4 secrets to taking criticism confidently
What's your childhood experience of taking criticism?
Think back - do any of these sound like situations you were criticised in?
- Shouted at for breaking something or making a mess.
- Laughed at for not 'being cool' or not achieving at school.
- Labelled on your school report as lazy or disruptive.
- Undermined for your ideas and dreams.
These first experiences of negative feedback can really affect how we take criticism in the future.
I remember my older brother (by five years) being really told off several times by my Dad. That memory was enough to make me desperately want to avoid being shouted at by him and to not take criticism well all my life.

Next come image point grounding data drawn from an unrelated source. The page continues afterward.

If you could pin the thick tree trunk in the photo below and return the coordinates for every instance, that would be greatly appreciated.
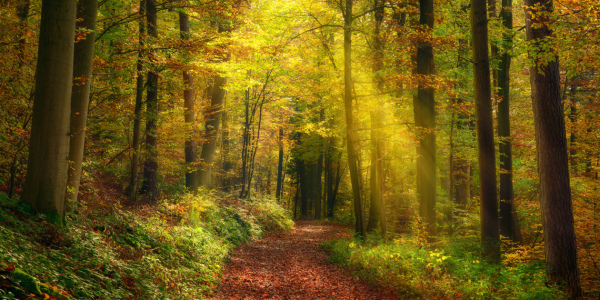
(46, 179)
(137, 113)
(87, 11)
(191, 176)
(150, 184)
(213, 114)
(509, 223)
(424, 106)
(553, 159)
(490, 237)
(350, 130)
(280, 167)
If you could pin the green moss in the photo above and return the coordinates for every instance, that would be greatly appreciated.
(26, 281)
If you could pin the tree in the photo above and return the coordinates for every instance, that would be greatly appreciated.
(150, 183)
(87, 11)
(509, 224)
(139, 99)
(47, 167)
(490, 237)
(191, 174)
(551, 148)
(351, 140)
(279, 190)
(424, 106)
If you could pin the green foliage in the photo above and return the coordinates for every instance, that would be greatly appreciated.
(451, 270)
(119, 253)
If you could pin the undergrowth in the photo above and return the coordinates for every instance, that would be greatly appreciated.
(113, 252)
(451, 270)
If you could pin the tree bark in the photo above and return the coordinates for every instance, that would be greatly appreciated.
(87, 11)
(553, 160)
(509, 223)
(490, 237)
(139, 99)
(191, 177)
(150, 184)
(280, 166)
(350, 130)
(424, 106)
(46, 179)
(213, 114)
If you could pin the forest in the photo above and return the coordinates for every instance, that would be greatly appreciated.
(420, 149)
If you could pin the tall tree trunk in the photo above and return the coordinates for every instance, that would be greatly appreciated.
(87, 11)
(150, 184)
(424, 106)
(551, 145)
(226, 180)
(213, 114)
(191, 175)
(509, 223)
(573, 136)
(280, 167)
(350, 130)
(490, 236)
(139, 99)
(318, 186)
(47, 167)
(375, 209)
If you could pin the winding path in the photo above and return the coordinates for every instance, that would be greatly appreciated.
(292, 265)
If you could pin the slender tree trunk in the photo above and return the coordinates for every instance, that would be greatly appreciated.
(22, 14)
(150, 184)
(318, 187)
(87, 10)
(375, 208)
(553, 160)
(509, 223)
(280, 167)
(226, 180)
(573, 136)
(47, 167)
(137, 114)
(191, 178)
(350, 130)
(213, 114)
(490, 237)
(424, 106)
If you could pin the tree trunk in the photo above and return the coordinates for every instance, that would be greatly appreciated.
(509, 223)
(137, 114)
(318, 187)
(191, 176)
(553, 160)
(424, 106)
(150, 184)
(46, 179)
(87, 10)
(490, 237)
(280, 167)
(213, 114)
(350, 130)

We often interpret criticism as being a rejection of us as a person rather than a criticism of a particular behaviour or action.
Or we may think we're being personally labelled rather than being given feedback on our behaviour.

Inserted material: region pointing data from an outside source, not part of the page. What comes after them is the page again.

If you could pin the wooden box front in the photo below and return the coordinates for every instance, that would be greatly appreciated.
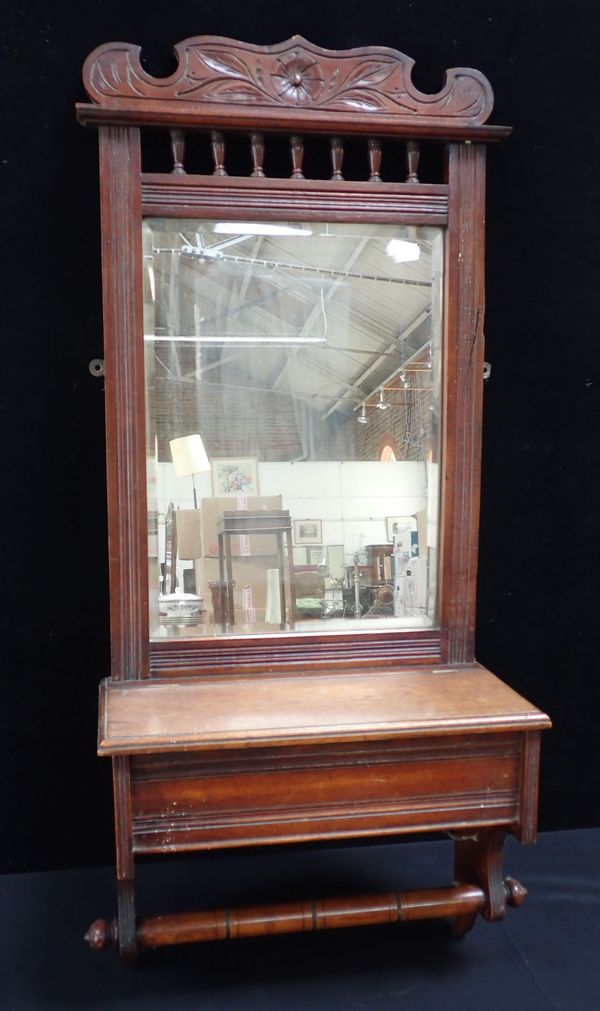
(233, 798)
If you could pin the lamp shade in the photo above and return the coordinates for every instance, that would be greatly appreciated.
(189, 455)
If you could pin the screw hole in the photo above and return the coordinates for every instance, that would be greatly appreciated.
(96, 367)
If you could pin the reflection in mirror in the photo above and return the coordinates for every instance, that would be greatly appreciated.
(292, 377)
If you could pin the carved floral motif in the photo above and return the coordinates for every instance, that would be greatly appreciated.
(293, 74)
(296, 78)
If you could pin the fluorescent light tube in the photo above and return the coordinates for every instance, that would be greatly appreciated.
(258, 228)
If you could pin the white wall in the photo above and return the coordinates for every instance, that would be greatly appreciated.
(352, 499)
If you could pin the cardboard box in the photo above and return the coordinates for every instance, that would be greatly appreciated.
(246, 572)
(254, 544)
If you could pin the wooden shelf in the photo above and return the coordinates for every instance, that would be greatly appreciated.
(199, 714)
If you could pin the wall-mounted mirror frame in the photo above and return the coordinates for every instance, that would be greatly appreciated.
(369, 107)
(317, 735)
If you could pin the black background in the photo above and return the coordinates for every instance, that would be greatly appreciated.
(538, 596)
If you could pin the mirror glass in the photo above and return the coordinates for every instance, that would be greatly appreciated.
(292, 396)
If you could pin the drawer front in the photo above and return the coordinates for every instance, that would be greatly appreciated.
(280, 795)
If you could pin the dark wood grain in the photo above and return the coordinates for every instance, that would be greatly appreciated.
(240, 740)
(294, 74)
(120, 205)
(153, 716)
(463, 367)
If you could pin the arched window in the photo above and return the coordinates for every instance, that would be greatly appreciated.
(388, 449)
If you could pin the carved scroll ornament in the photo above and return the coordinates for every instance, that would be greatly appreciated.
(293, 74)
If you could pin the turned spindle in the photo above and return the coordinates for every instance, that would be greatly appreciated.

For example: being criticised for not delivering on time comes over as 'you are not good enough and you are disorganised', rather than what you did was not good enough and disorganised.
How do you react to criticism?
- Get angry and defensively argue back? Do you feel the need to be right or to get your own back?
- Think it's unfair and that you're always being blamed, but rather than arguing back, act as if you've taken it on board? Then later subtly let your anger out in little comments and barbs?
- Agree that you're at fault and apologise profusely, whilst feeling you can't help it if you're not good enough?
You may use some or all of these approaches and the key thing to notice is that in all of them the person doesn't appear to have really listened and clarified what the criticism is really about.
Four secrets to taking criticism confidently
1. Listen carefully to determine whether you believe the criticism is fair and true. Ask clarifying questions if necessary to make your decision.
2. Agree with the criticism. For example: "yes I did make a mess of that piece of work." But try to avoid over apologising or promising to radically change. Instead, think about how you could together negotiate a change. "I agree that I should have spoken up for you in that meeting, how could we ensure I feel comfortable to do it next time?"
3. When the criticism is untrue it becomes more tricky as there're our memories of when we were a child and couldn't speak up, reinforcing our feelings. Plus if you've left criticism unchallenged in other situations then that is there too. Again the first step is to listen and clarify what is being said.
4. If you feel unfairly criticised then it's important to speak up rather than accept the criticism and feel resentful. You can do this with phrases like:
- I really must disagree with you, that wasn't my responsibility, so let's discuss where the problems came from.
- I'm really surprised you think that, can you explain how you got that impression?
Even if the criticism you receive is badly given, unjustified or given with a negative intention, you can still respond in an effective way, which allows you to speak up for yourself and maintain your relationship with the other person.